Thursday, April 24, 2014

Angie's List Proves Time And Time Again That Success Has Nothing To Do With Having A Sustainable Business Model

After nearly two decades in business, the only thing certain about the performance of Indianapolis-based Angie's List is its consistent losses year after year. When the company went public a couple of years ago, it basically had no other choice than to look for suckers in the public sector to continue operations since its private investors one after another over the years became convinced it could never turn a profit and unloaded their investment. Yesterday, the company's management reported yet another quarterly loss. How did the market react? Its stock price jumped over 12% in after-hours trading. Apparently, the expert investors on Wall Street playing with other people's money were impressed that, while the company continues its perfect losing streak, its losses were less than the so-called experts had anticipated. Its losses this quarter were $3.8 million compared to $7.9 million a year ago. At the same time, the company's marketing costs of acquiring each new paid membership soared from $72 to $82, but it relies on the advertising by businesses that its consumer members are supposedly rating for three-quarters of its revenues. On the brighter side, the company's co-founders, Bill Oesterle and Angie Hicks, and the corporate insiders have become multi-millionaires from their investments in the company, even if the company has never once made a profit. Something is seriously wrong with this picture. If someone can explain to me how the folks that are running this company are operating a business any differently than convicted Ponzi schemer Tim Durham, please share with me.

4 comments:

LamLawIndy said...

The problem with the business model is that there are other sources for reviews (yelp, BBB) that users can access w/o a paywall. Angie's List has a great product, but I don't believe it can be profitable in the long term given the low barriers to entry and no cost service provided by competitors.

Anonymous said...

If ANGI can’t provide more accurate and impartial ratings, consumers have no reason to pay for their service.The company can try to claim that these advertisers don’t have any say in reviews, but there is quite a bit of evidence to the contrary. The NBC affiliate channel 12 in Richmond, Va., did a little digging into Angie’s List and found that lower rated companies can bump themselves up to the top of search results by paying extra money. In one case, the top rated heating & air company showed up 12th on a list of search results because they wouldn’t pay the $12,000 to $15,000 required to move up the list.
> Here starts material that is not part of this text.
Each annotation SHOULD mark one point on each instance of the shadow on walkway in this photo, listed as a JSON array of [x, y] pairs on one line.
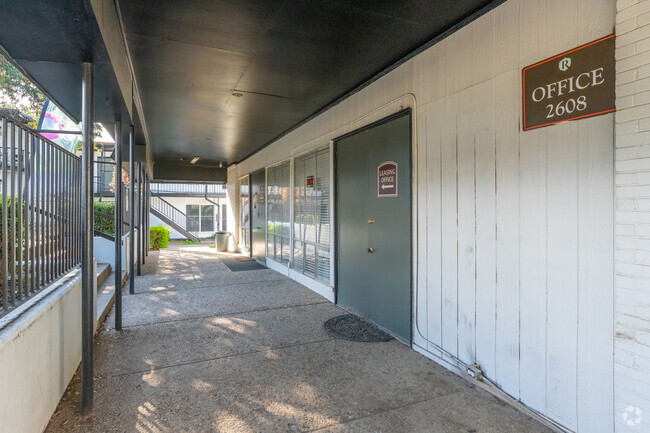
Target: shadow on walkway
[[205, 349]]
Angie’s List refers to itself as a “consumer-driven organization”, but a quick look at its revenue breakdown reveals that is far from the truth. In 2012, 69% of ANGI’s revenue came from advertisers. Customers are taking notice of these misleading practices. For a company that offers customer reviews, ANGI has plenty of bad reviews of its own, including shareholder litigation accusing management of improper selling of personal stock at inflated prices just before it dropped.

Anonymous said...

How about the fact that Bill Oesterle sold buildings that he was personally invested in to the Company, in a time when there is a critical cash need. What kind of Board oversight is there that would allow this to happen? It's incredible how much money the executives have made from selling their stock since the company went public. What's very telling is their "faith" in the future of this company -- there has not been a single insider buy transaction since the IPO.

Gary R. Welsh said...

I would be more concerned that the company's last CFO left abruptly after a little more than a year on the job. He must have had a conscience.